# Why do I have such horrible "flashbacks"



## CharlieBrown (May 10, 2011)

My wife had an EA with a person, that I think she may have been more involved with 8 years ago. We have been through counseling and I even called a truce to the resentment we both have been feeling, so we could try and move forward together. We just got notice that our house is going to auction, which placed a time line on whether to move together or separately. I had a flashback dream the other night about this OM and it took me from that to all the things I have seen wrong in our 26 years together. Like, maybe I need to experience life for myself, our interests are so different. I have asked to sit down and learn who she is again, but she doesnt respond. I told her yesterday that I am still unsure what I really want, but am willing to move forward. She then said I need to hurry up and make up my mind as we need to move within the next 45 days. I dont know what to do. I am still confused and knowing I would have these flashbacks too. I just didnt realize they would lead to me not being so sure which way to go. I feel like I have done everything for her to get over what she didnt like about me, my spending, security and stability (like losing the house). But I dont feel she is doing any work to help resolve or even understand my issues. When I told her about the flashback, her exact reply was that she is not going to interfere with my decision or give any opinion on what i should do, simply stating that If I choose to move forward as a family that is ok, but if I choose to go on my own, she is ok with that too. Iguess im being selfish, as I want her to express to me that she really truly wants to work this out, but kind of feel like she wants me to be the one that says its over, which adds to all the confusion. I know everyone I have spoken too says I over think things too much. But im not sure I want to go through several years of these flashbacks to get over her EA. Just venting and so confused. I know if we separate, she would never come back and I have accepted the fact that I may be on my own, which I know I can deal with too. I know the grass isnt greener on the other side, but without water, grass is bound to die either direction you go.


----------



## ClipClop (Apr 28, 2011)

What does she say when you ask her what she truly wants? Does she want to be married to you? Not influencing you could be that she too, wants to know what it is that you truly want. 

Why can't you both just say it? Write it on pieces of paper at the same time and hand it to the other. No influence there. Just what you each want.

I had a lot of dreams during and even after my divorce. They make you think but apart from prompting reflect that you are already doing anyway, I don't think they mean anything. You are stressed with this timeline. But I suppose you could get a lease somewhere that either could afford on one salary and put off the decision until later.
_Posted via Mobile Device_


----------



## StrugglingMan (May 20, 2011)

Agree with Clip Clop. You both need to state what you want. So make a decision and try the writing it down on paper thing. That could help you to better communicate what you want.


----------



## CharlieBrown (May 10, 2011)

Thanks guys. I will attempt to see if she would agree to writing it down and exchange the info. That might work.


----------



## Squiffy (Oct 26, 2010)

> When I told her about the flashback, her exact reply was that she is not going to interfere with my decision or give any opinion on what i should do, simply stating that If I choose to move forward as a family that is ok, but if I choose to go on my own, she is ok with that too. Iguess im being selfish, as I want her to express to me that she really truly wants to work this out, but kind of feel like she wants me to be the one that says its over, which adds to all the confusion.

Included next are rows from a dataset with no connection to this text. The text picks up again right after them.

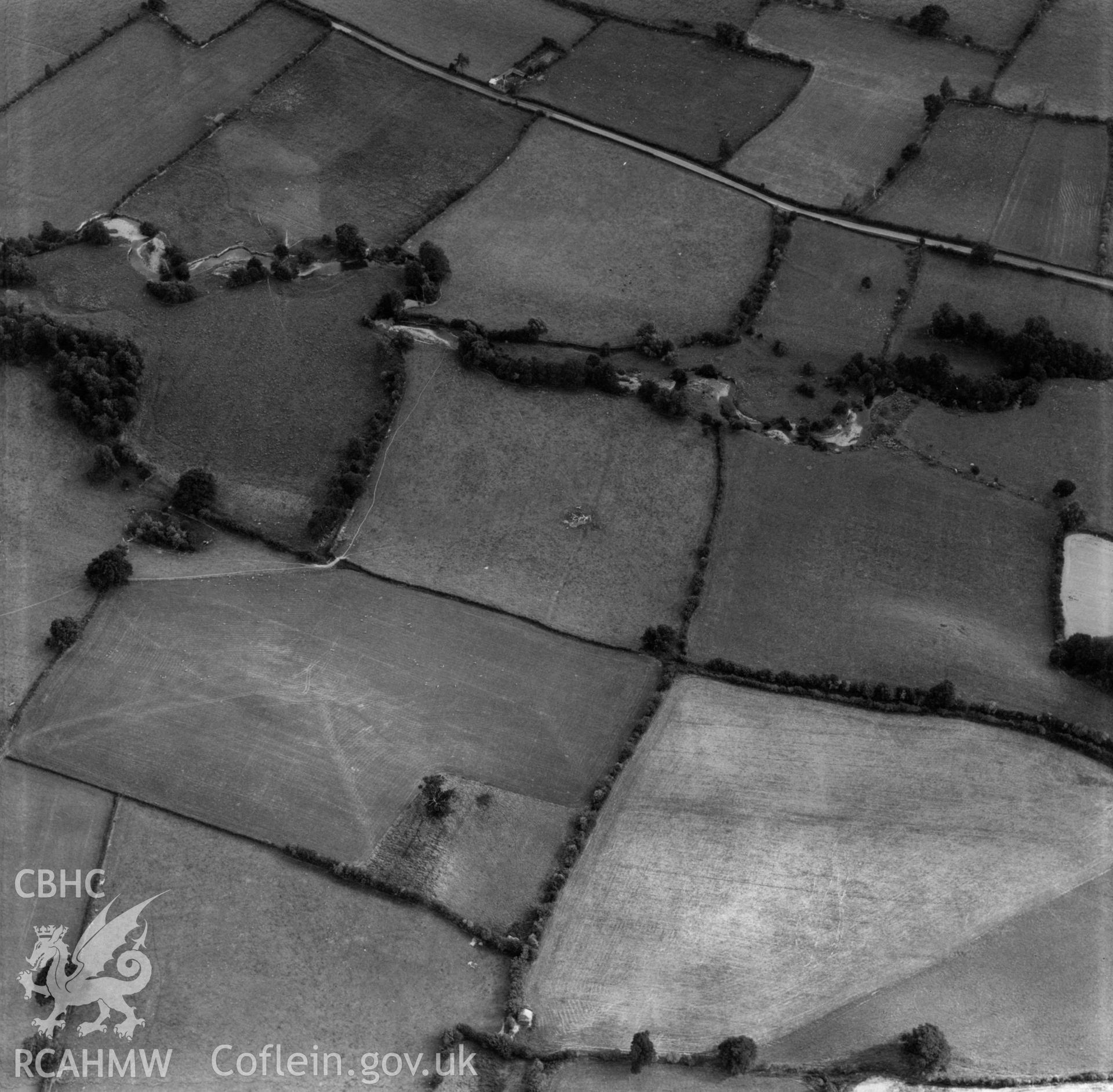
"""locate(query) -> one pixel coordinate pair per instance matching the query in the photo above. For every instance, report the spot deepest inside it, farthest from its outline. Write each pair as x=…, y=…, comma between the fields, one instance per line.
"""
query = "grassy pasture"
x=1067, y=434
x=263, y=386
x=1064, y=66
x=78, y=143
x=493, y=36
x=54, y=524
x=1025, y=184
x=1087, y=586
x=685, y=94
x=1030, y=996
x=348, y=136
x=819, y=307
x=34, y=35
x=596, y=240
x=306, y=707
x=1006, y=298
x=250, y=948
x=765, y=859
x=703, y=13
x=46, y=822
x=863, y=104
x=487, y=859
x=487, y=511
x=873, y=566
x=202, y=19
x=996, y=24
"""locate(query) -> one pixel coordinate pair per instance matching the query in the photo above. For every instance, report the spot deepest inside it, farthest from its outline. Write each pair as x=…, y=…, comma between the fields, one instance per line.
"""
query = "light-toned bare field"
x=52, y=823
x=250, y=948
x=996, y=24
x=820, y=309
x=1024, y=184
x=1028, y=997
x=1087, y=585
x=1069, y=433
x=578, y=509
x=765, y=859
x=864, y=103
x=34, y=35
x=1065, y=65
x=493, y=36
x=596, y=240
x=873, y=566
x=306, y=707
x=487, y=858
x=77, y=144
x=348, y=136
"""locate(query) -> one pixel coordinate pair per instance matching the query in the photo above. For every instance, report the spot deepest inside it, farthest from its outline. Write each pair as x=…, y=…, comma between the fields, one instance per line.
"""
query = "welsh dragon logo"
x=85, y=984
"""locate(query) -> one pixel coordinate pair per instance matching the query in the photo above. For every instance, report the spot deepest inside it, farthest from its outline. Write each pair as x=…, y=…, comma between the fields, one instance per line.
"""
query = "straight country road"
x=784, y=204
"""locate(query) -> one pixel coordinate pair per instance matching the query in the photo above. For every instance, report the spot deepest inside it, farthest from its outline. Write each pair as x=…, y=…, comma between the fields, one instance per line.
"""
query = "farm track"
x=1006, y=259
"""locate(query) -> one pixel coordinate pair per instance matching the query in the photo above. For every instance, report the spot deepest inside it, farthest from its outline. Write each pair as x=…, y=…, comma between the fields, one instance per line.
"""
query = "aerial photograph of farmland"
x=555, y=546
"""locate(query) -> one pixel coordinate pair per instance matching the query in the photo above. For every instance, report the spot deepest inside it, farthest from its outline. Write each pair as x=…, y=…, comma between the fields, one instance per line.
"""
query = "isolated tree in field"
x=434, y=262
x=931, y=20
x=983, y=254
x=737, y=1054
x=642, y=1052
x=110, y=569
x=925, y=1049
x=196, y=490
x=437, y=800
x=64, y=633
x=350, y=242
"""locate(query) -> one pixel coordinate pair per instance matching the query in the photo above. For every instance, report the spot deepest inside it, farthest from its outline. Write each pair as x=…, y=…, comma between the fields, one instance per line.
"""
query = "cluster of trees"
x=474, y=351
x=348, y=481
x=163, y=531
x=64, y=633
x=1089, y=657
x=1035, y=352
x=110, y=569
x=96, y=374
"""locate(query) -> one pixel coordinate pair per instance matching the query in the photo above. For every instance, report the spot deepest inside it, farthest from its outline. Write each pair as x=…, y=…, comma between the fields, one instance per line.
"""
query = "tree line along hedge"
x=96, y=374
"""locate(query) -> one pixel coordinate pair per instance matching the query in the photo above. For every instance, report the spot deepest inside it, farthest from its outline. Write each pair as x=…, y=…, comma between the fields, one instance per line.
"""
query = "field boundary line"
x=875, y=228
x=355, y=567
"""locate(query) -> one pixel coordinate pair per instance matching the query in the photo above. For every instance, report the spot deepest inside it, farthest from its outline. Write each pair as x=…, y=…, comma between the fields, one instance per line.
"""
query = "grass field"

I understand your frustration, my husband - who had an affair - did the same thing to me at one point, he wouldn't say what he wanted, he said it was all up to me to decide. (once he came out of the fog he was much clearer about what he wanted - is your wife still involved with someone else?)

In my opinion that is not fair on you, she absolutely needs to tell you what she wants as well. It reads like this to me... if you decide to end it, then you are the one 'to blame' for the break up. And she gets to be the one who looks 'good', i.e. YOU were the one who left HER. I would think she doesn't want to end up looking like she did two bad things, i.e. she had an affair, and then she left you. Maybe that's not a correct interpretation of what she's thinking, but it's just the way I see it.

I would personally feel very uncomfortable about being with someone who can't be honest and say they want to be with me as well.


----------



## jnj express (Mar 28, 2011)

These flashbacks---are your sub-conscious trying to tell you something bad is going on/has gone on---its also called gut--feeling

Pay attention, serious attention---its your future that is at stake ---if you ain't sure of a future with your wife---do not allow her to pressure you into something you will regret


----------